Plot a figure to show the effect of different numbers of samples on the approximation ratio. (note that you need also to plot the theoretical values in the same figure).

 

M10.1 We have a real dataset aaup.data, which records statistics concerning US universities and colleges.

Each column records a certain kind of property of each school.

Right now, you may find it's totally mysterious what the meaning of each number.

However, we are only interested in the correlation between data in different columns.

In this experiment, you are going to determine which columns are positively correlated, negatively correlated, or uncorrelated.

To achieve this, first, you need to choose several columns, then compute their covariance and correlation coefficients.

You should pick at least 3 pairs of columns for this experiment.

In your report, show your results and the scatterplots (like in 10.15). Be sure to list which columns you have considered.

In order to read the data into Matlab, use dlread() function. First, change the current directory to where the aaup.data resides.

Then type "m = dlmread('aaup.data', ' ')". Now all data is in the matrix m. You can access any column at your own will.

 

M15.1 Compute histograms of the Old Faithful data (oldfaithful.txt) with 5 different bin widths. Which bin width is the most suitable in your opinion?

M15.2 Exercise 15.2 on p. 226. The dataset is challenger23.txt

M15.3 Compute and plot kernel density estimates of the Old Faithful data with Epanechnikov kernel and with normal kernel.
For both plots determine reasonable values of the bandwidth parameters.

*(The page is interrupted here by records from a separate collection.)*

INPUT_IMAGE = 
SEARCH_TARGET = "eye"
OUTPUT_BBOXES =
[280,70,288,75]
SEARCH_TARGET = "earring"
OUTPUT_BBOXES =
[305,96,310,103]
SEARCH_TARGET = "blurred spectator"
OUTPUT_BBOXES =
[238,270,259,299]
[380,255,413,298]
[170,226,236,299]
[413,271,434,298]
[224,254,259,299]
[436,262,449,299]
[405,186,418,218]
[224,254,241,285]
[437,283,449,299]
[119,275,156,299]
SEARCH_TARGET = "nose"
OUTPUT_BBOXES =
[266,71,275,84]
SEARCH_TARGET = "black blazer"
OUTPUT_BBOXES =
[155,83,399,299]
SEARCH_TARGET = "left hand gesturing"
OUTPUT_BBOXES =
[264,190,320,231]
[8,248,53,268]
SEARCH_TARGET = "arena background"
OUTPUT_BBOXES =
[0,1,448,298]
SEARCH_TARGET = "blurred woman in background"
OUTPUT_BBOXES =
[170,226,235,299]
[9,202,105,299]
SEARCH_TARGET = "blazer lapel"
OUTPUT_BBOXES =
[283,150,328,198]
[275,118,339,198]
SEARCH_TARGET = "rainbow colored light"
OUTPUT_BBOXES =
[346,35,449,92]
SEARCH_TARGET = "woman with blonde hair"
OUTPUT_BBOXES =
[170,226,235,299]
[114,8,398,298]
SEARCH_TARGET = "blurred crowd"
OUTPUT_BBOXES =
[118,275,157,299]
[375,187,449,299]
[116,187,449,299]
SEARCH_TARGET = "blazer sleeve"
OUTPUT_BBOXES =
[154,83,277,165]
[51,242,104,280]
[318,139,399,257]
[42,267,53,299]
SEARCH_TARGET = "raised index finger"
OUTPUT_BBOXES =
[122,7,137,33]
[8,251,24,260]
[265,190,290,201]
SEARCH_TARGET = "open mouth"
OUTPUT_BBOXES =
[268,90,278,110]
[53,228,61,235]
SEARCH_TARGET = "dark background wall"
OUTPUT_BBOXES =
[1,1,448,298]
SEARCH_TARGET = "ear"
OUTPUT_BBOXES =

M15.4 Exercise 15.4 on p. 227. The dataset is software.txt

 

M16.1 Exercise 16.1 on p. 240. The dataset is software.txt

M16.2 Exercise 16.2 on p. 240. The dataset is oldfaithful.txt

M16.3 We have a dataset of daily average temperature of Philadelphia since Jan. 1st 1995.
The first column is the month, the second is the day, the third column is the year, and the forth column is the actual temperature in Fahrenheit.
In this assignments, we are going to practice all the numerical summaries we learned in Chapter 16.
1. Compute each year's average daily temperature and the corresponding standard deviation. Draw a figure to represent the yearly average daily temperature.
2. On one figure, draw box plots for each year. The year is on x-axis. What can you tell from this figure?
3. Select your favorite month and analyze its temperature in different years.